At first blush, one might support that assumption. The Alabama Ethics Act was written, at least in part, to keep lobbyists in check and reduce corruption in state government. Unfortunately, in this case, the baby is in danger of being thrown out with the bathwater.
Because the Ethics Act is unclear over the role economic development officials play in seeking state incentives for projects, there has been a lack of clarity as to whether those professionals are technically lobbyists. HB317 would clarify that they are not.
Moreover, HB317 would clarify that site selectors and the companies that hire them are not lobbyists. Taken to the extreme, current ethics laws are unclear over whether site selectors are lobbyists, as well as the people that pay them. The people that pay them include management of businesses and industries themselves. Thinking logically, there is little justification from considering the CEO of a company to be a lobbyist just because he or she pays a site selector to work with cities to find a good location for the company’s next store.

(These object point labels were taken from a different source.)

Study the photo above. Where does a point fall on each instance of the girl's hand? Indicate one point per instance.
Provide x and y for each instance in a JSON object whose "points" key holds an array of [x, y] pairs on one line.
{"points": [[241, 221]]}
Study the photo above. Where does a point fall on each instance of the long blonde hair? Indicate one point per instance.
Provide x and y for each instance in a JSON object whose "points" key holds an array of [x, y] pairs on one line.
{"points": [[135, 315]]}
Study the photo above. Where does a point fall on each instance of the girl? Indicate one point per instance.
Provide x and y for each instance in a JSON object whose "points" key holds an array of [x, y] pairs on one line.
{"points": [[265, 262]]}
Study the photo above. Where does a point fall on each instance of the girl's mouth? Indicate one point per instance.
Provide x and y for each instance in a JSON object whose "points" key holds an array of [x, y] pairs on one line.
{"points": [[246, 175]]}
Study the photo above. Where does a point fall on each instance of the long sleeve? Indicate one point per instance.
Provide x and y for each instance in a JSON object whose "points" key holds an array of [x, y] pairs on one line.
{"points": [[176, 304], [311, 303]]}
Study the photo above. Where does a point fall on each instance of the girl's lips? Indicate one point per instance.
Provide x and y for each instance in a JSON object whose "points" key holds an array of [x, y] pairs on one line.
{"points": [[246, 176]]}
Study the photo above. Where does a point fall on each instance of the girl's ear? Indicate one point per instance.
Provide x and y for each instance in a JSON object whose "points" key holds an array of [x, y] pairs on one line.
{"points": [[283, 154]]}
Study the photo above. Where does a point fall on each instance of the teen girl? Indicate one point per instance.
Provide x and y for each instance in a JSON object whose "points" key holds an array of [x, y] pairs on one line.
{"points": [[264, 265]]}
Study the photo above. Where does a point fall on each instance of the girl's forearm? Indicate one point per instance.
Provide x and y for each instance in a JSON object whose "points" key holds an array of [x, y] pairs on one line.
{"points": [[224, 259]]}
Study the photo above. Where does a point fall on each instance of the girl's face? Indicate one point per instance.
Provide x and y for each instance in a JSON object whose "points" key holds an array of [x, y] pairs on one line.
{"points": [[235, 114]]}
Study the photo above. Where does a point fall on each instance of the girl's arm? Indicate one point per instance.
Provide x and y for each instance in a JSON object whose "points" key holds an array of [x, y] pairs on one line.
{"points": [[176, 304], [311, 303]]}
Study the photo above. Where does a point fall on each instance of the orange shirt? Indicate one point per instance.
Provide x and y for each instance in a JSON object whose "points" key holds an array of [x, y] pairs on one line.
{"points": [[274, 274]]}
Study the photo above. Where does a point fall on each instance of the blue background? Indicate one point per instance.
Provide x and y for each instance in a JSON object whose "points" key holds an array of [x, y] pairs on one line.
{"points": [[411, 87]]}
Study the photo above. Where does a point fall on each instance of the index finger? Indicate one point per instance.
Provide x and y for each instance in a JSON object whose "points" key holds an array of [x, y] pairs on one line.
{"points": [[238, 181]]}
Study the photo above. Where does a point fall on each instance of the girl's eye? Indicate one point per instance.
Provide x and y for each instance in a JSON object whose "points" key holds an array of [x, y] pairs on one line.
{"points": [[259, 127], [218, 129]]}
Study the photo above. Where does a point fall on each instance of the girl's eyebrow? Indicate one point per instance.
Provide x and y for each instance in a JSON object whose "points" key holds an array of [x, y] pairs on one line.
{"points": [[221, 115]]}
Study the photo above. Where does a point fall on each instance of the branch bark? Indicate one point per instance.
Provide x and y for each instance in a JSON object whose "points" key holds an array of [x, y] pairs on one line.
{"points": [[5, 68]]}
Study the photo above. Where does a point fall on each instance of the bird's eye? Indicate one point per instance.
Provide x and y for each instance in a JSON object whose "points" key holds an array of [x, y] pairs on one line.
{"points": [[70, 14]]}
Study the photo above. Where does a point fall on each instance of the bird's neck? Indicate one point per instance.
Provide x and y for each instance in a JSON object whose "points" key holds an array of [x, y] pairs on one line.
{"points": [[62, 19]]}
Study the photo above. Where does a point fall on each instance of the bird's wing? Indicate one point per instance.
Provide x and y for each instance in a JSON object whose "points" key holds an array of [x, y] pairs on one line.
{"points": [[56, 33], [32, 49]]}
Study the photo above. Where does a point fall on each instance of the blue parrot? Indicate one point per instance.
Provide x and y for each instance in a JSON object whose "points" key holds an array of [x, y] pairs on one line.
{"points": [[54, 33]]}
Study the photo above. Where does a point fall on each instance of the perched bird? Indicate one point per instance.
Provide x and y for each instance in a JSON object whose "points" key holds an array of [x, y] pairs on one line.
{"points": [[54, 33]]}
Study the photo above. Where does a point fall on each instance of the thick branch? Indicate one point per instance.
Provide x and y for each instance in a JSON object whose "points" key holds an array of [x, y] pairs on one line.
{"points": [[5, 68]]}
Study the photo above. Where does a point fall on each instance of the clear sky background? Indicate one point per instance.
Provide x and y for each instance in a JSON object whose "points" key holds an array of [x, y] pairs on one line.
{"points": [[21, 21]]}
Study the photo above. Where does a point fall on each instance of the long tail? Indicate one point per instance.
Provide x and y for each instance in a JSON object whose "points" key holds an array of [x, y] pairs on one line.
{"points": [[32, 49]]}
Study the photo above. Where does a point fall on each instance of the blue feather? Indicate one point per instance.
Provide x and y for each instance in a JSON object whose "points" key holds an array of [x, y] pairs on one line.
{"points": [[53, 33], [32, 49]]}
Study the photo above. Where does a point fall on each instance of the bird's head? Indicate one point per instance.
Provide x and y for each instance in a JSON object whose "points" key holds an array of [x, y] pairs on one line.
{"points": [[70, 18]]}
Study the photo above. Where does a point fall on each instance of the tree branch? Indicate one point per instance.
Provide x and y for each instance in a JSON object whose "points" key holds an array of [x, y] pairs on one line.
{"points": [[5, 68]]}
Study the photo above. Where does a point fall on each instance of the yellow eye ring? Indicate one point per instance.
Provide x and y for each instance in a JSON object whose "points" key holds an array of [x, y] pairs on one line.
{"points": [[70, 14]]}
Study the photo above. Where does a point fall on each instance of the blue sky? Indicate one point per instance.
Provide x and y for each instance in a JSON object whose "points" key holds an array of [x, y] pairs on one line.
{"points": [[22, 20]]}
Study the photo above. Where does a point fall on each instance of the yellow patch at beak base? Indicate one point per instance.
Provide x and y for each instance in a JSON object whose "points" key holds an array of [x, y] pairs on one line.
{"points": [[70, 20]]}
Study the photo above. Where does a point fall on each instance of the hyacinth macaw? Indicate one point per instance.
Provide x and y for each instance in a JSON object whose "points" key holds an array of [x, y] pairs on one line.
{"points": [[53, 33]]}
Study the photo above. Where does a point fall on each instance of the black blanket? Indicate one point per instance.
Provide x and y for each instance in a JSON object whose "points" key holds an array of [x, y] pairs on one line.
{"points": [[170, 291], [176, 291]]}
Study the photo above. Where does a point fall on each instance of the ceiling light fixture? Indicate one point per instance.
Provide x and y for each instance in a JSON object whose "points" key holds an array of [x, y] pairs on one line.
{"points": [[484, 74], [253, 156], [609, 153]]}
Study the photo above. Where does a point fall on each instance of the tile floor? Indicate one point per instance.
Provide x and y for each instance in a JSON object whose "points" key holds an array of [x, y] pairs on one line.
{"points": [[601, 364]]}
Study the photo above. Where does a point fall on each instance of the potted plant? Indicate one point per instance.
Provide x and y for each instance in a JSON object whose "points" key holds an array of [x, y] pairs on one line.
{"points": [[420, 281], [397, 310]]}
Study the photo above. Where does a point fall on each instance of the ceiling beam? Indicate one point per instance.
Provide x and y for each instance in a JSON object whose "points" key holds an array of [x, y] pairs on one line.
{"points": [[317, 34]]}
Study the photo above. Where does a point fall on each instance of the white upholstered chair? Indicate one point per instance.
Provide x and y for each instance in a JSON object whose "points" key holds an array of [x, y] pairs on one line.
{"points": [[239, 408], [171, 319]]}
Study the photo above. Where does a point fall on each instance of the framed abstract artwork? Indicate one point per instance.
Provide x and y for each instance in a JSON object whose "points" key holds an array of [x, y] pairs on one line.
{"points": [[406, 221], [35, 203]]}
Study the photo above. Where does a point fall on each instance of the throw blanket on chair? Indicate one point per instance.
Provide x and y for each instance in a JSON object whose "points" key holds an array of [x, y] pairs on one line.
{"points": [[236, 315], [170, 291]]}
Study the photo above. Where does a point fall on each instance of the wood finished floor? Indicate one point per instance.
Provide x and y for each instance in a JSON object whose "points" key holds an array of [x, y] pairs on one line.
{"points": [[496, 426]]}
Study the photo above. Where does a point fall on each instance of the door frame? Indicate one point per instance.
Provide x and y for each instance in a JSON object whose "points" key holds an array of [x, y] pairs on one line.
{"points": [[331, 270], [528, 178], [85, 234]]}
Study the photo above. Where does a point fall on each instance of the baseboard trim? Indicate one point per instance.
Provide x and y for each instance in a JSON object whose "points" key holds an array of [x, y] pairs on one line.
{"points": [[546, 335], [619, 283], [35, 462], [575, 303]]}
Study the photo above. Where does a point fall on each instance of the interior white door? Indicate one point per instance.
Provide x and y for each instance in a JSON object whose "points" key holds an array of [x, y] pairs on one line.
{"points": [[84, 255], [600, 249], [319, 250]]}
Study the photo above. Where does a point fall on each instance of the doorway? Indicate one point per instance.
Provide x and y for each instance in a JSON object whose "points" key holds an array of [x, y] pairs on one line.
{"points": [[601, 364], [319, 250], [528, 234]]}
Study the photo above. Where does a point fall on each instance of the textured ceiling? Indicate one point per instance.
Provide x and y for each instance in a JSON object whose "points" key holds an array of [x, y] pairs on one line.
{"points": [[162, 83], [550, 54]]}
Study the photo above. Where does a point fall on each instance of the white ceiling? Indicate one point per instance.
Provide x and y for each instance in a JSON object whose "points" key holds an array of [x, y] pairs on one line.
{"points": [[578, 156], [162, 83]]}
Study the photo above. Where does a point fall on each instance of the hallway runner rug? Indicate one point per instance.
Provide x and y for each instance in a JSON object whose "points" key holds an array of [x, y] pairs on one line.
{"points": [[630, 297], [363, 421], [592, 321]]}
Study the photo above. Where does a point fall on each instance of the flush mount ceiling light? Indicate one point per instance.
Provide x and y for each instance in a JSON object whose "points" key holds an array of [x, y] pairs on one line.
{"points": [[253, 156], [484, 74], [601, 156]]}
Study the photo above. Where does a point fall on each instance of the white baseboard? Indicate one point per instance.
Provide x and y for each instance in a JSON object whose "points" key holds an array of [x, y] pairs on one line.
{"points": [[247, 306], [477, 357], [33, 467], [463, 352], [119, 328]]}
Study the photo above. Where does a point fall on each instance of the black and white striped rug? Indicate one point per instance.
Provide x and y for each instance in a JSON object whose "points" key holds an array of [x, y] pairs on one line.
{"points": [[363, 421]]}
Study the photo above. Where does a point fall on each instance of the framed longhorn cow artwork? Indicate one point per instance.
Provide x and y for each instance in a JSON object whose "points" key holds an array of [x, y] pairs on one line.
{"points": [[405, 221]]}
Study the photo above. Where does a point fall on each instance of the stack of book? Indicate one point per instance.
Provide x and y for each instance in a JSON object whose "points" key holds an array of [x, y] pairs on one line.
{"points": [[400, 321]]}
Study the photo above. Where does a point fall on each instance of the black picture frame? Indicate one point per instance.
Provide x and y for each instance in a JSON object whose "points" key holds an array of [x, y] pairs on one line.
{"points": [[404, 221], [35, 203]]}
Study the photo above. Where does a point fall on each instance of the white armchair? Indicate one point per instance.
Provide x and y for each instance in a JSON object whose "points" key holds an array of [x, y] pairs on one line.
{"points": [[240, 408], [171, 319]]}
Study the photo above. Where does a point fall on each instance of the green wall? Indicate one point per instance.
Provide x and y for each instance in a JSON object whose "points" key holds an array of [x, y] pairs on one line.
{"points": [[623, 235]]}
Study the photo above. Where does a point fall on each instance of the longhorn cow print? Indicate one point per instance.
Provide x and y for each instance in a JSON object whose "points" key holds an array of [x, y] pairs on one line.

If Alabama were to consider site selectors and economic development professionals to be lobbyists, the effect would be chilling. Alabama’s competing states do not deem site selectors and economic development professionals to be lobbyists, and if Alabama tried to force those individuals to register as lobbyists, it is far more likely that Alabama sites would simply be eliminated from consideration in a competitive situation.
It is important to note that HB317 does not diminish current ethics laws in any way. It doesn’t exempt elected officials or true lobbyists from complying with the law. It does, however, allow economic development professionals to maintain confidentiality in the early stages of project development. Companies expect confidentiality during those times, and will abandon communities and states that do not respect their need for it.
You don’t have to go far to find examples of how confidentiality has been important to our local areas. Recent projects like Provalus in Brewton, Brown Precision Inc. in Atmore, Portland Outdoors in Evergreen and Sterling Packaging in Monroeville all depended on it during the recruitment phase.
While HB317 would explicitly grant confidentiality in some cases, it would also make ethics laws much stronger by filling in gaps left by the passage of the Alabama Ethics Act.
For example, it would fully codify the current site prep grant law for the State Industrial Development Authority. It would align the requirements of various incentives programs, clean up technical mistakes in statutory drafting, and most importantly, align the list of incentives for which a project is required to notify the Alabama Department of Commerce with the current list of state incentives. Current law requires project notification for incentives that no longer exist, and does not require notification for several new incentives, chief among them the Alabama Jobs Act.
HB317 is also notable for what it doesn’t do: It doesn’t change or provide exceptions for Chamber of Commerce employees or others who engage in traditional lobbying activities, and it doesn’t change the prohibition on using public office for personal gain nor the prohibition on corruptly influencing a public official.
The state of Alabama took a major step forward with the Alabama Ethics Act, but left a few details unattended. Those details could prove to be extremely detrimental to bringing jobs and projects to our communities. HB317 closes those gaps, and it should be passed.
Jess Nicholas is Associate Director of Coastal Gateway Economic Development Alliance.